In [None]:
from pysentimiento import create_analyzer
import warnings
from transformers import pipeline
import pandas as pd
warnings.filterwarnings("ignore")

In [None]:
imdb100 = pd.read_csv("data/imdb100.csv")
imdb100.groupby("id").size().head(5)

In [None]:
# get all reviews 1-5
top_auth = imdb100[(imdb100["id"] >= 0) & (imdb100["id"] <= 4)]
# sort by id, ascending
top_auth = top_auth.sort_values(by="id", ascending=True)
top_auth = top_auth[["title", "text", "rating"]].reset_index(drop=True)
top_auth.head(5)

# Analysis  

### Sentiment
We can use the rating as well as a sentiment analysis by BERTweet and similar pre-trained transformer models to determine the sentiment of the review.

In [None]:
sent_analyzer = create_analyzer(task="sentiment", lang="en")
emt_analyzer = create_analyzer(task="emotion", lang="en")

In [None]:
print("For the review \n " + top_auth["text"].iloc[0] + "\n")
print("The sentiment model predicted: " + str(sent_analyzer.predict(top_auth["text"].iloc[0])))
print("The rating was: " + str(top_auth["rating"].iloc[0]) + " out of 10.0")
print("The emotion model predicted: " + str(emt_analyzer.predict(top_auth["text"].iloc[0])))

In [None]:
print("For the review \n " + top_auth["text"].iloc[2] + "\n")
print("The sentiment model predicted: " + str(sent_analyzer.predict(top_auth["text"].iloc[2])))
print("The rating was: " + str(top_auth["rating"].iloc[2]) + " out of 10.0")
print("The emotion model predicted: " + str(emt_analyzer.predict(top_auth["text"].iloc[2])))

In [None]:
def get_output(pred):
    return pred.output

In [None]:
top_auth['sentiment'] = top_auth['text'].apply(sent_analyzer.predict).apply(get_output)

In [None]:
top_auth['emotion'] = top_auth['text'].apply(emt_analyzer.predict).apply(get_output)

In [None]:
top_auth.head(5)

### Content
Here we perform named entity recognition, to identify important entities in the original review which we can pass on.

In [None]:
ner_analyzer = create_analyzer("ner", lang="en")

In [None]:
top_auth_sent = top_auth.copy()

In [None]:
print("For the review \n " + top_auth_sent["text"].iloc[3] + "\n")
print("The NER model predicted: " + str(ner_analyzer.predict(top_auth_sent["text"].iloc[3]).entities))

In [None]:
top_auth_sent['NER'] = top_auth_sent['text'].apply(ner_analyzer.predict)
top_auth_sent.head(5)

### Abstractive Text Summarization (ATS)

In [None]:
summarizer = pipeline("summarization", model="google/flan-t5-base")

In [None]:
def summarize_text(text):
    return summarizer(text, max_length=100, min_length=30, do_sample=False)

def get_summary(text):
    return text[0]["summary_text"]

In [None]:
test_samples = top_auth_sent.head(5)
test_samples['summary'] = test_samples['text'].apply(summarize_text).apply(get_summary)

In [None]:
print(test_samples['text'].iloc[4])

In [None]:
print(test_samples['summary'].iloc[4])

In [None]:
top_auth_sent['summary'] = top_auth_sent['text'].apply(summarize_text).apply(get_summary)

### Stylometric
Here we want to collect information about the length of each review.

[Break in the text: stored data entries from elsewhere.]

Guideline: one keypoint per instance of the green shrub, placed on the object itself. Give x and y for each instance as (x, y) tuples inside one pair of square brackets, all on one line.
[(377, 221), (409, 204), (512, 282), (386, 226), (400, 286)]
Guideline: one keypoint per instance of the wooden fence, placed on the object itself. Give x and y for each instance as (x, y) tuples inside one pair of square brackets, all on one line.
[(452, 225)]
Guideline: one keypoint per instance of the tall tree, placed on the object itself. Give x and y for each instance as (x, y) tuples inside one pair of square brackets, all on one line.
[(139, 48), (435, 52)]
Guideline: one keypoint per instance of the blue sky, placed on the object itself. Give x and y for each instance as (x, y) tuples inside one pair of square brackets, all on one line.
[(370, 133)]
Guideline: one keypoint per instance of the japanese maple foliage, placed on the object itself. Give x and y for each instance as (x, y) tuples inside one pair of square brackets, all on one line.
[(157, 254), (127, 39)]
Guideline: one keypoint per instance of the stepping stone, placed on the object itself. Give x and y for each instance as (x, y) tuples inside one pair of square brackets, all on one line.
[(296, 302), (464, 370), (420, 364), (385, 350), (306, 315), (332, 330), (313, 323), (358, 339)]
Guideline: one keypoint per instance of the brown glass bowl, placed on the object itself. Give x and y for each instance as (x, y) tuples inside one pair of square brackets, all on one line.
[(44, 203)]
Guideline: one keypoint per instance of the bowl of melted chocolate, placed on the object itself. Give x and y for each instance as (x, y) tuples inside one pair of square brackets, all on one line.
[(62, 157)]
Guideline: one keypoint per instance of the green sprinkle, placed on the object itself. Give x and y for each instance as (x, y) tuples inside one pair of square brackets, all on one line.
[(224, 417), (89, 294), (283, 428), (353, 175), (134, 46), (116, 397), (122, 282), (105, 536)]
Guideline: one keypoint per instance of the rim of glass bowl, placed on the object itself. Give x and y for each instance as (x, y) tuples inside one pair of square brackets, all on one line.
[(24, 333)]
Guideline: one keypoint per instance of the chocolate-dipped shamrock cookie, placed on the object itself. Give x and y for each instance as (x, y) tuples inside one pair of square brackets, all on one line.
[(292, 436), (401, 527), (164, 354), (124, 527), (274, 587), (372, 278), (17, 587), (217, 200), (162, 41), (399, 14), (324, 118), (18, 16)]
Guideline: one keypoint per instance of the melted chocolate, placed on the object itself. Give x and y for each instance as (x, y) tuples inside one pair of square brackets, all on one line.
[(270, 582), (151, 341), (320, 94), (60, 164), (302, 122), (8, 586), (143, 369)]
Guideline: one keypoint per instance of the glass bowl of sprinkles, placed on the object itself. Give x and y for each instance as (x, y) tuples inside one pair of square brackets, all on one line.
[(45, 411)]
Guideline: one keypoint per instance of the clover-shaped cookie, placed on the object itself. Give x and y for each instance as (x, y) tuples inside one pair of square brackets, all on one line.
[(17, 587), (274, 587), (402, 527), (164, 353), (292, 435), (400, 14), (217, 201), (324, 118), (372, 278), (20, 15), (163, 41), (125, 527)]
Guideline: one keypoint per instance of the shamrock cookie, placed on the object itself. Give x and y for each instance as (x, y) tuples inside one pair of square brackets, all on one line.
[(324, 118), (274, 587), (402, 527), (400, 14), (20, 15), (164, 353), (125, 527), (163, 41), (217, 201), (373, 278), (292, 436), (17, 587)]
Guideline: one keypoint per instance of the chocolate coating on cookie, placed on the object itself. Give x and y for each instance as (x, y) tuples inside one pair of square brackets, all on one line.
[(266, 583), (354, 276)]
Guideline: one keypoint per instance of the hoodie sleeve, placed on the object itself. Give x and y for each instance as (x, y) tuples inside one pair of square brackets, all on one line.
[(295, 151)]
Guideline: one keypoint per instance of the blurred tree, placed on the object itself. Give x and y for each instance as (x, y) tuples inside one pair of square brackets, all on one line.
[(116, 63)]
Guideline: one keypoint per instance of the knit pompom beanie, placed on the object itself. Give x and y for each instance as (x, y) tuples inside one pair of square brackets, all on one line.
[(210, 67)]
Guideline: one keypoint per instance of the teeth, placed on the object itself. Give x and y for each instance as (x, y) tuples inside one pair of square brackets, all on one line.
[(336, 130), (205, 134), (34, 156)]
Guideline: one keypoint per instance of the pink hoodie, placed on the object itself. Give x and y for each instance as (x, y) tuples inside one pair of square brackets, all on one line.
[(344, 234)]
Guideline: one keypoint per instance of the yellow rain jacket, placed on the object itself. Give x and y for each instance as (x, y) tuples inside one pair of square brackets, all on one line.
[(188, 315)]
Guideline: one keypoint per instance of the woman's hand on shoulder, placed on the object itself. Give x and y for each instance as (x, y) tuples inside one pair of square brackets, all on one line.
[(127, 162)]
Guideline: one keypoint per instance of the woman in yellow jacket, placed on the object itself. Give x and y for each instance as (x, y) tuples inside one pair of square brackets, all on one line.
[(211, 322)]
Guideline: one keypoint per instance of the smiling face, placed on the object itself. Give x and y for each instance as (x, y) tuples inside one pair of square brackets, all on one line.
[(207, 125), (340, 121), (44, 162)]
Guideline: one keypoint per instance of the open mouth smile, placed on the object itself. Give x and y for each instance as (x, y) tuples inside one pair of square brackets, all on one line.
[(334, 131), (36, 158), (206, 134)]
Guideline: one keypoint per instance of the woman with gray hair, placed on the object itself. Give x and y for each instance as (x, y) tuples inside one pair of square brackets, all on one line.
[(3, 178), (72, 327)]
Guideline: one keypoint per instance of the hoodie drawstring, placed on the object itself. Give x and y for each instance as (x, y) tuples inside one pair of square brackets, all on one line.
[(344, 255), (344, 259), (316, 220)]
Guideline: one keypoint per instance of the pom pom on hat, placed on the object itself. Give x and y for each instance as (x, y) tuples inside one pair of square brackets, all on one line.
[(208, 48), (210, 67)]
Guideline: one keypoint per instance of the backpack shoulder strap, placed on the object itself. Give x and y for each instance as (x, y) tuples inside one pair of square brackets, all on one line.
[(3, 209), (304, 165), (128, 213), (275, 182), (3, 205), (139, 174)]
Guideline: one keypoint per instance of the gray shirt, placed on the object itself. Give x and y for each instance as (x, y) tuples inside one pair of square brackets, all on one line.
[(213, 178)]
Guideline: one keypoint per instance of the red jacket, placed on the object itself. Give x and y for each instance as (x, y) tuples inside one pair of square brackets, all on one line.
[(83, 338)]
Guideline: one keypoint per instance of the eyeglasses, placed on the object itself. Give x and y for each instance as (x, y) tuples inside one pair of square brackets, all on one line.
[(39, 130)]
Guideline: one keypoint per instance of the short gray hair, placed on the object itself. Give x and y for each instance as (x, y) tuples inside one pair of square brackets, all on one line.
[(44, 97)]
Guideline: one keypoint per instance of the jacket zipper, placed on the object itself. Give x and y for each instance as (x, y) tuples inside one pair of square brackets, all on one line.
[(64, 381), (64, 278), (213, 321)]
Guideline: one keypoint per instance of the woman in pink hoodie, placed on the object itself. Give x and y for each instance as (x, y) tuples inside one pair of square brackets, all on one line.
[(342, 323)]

To copy the original author as close as possible.


In [None]:
def get_length(text:str):
    return len(text.split())

top_auth_cont = top_auth_sent.copy()

top_auth_cont['length'] = top_auth_sent['text'].apply(get_length)
print(top_auth_cont.head(5))

In [None]:
top_auth_cont.to_pickle('data/top_auth_final.pkl')